A prática (ou estudo) dos koans assemelha-se à arte de traduzir de uma língua que conhecemos para outra que não conhecemos. Começamos pela língua que conhecemos – inglês ou francês, por exemplo – e identificamos o que quer que esteja à nossa frente nessa língua familiar. Depois, para traduzir para uma outra língua – uma que não saibamos, talvez Suaíli ou Uzbeque – devemos expandir a nossa noção que temos da dita coisa para além daquilo que “sabemos” dela.
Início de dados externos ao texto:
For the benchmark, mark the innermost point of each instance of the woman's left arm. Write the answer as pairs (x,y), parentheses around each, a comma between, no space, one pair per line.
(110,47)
Temos de por de lado a palavra habitual que usamos para a definir – chapéu, amor, homem, tarde, eu – e experienciar a “coisa” tal como ela é, desprovida das nossas crenças sólidas, e liberta dos limites por nós impostos e ideias preconcebidas. Como não sabemos a língua para qual estamos a traduzir, estamos perante uma experiência plena, sem limites, daquilo que até então estava reduzido a apenas uma palavra, a um conceito insípido – chapéu, amor, homem, tarde, eu.

A prática dos koans não é mais misteriosa do que isto. Durante centenas de anos, toda uma parafernália de koans foi sendo reunida em belas coleções que são habitualmente tidas como requintados exemplos de literatura Zen. Foram estabelecidos sistemas de prática de koan, tendo sido feitas muitas traduções das variadas coleções em muitas línguas. A tradução feita neste livro, de lições do século dezassete na China, é um exemplo. Vemos como os estudantes de então, não diferentes dos de agora, expunham as suas questões e como os seus professores os guiavam. Milhões de estudantes Zen, de Este a Oeste, percorreram e continuam a percorrer esse caminho com a ajuda destas ferramentas, graças à compaixão perene daqueles que as transmitiram, geração após geração.

O koan Zen orientou praticantes através dos tempos para realidade de que a “prática” essencial não é mais do que sentarmo-nos cara a cara com o momento aqui à mão, mergulhando nas profundezas desconhecidas do cerne da vida de cada um. Cada momento é então visto como sendo um koan. Cada instante impossível de categorizar ou medir mas ainda assim transbordando com a riqueza, amor e compaixão inesgotáveis da vida.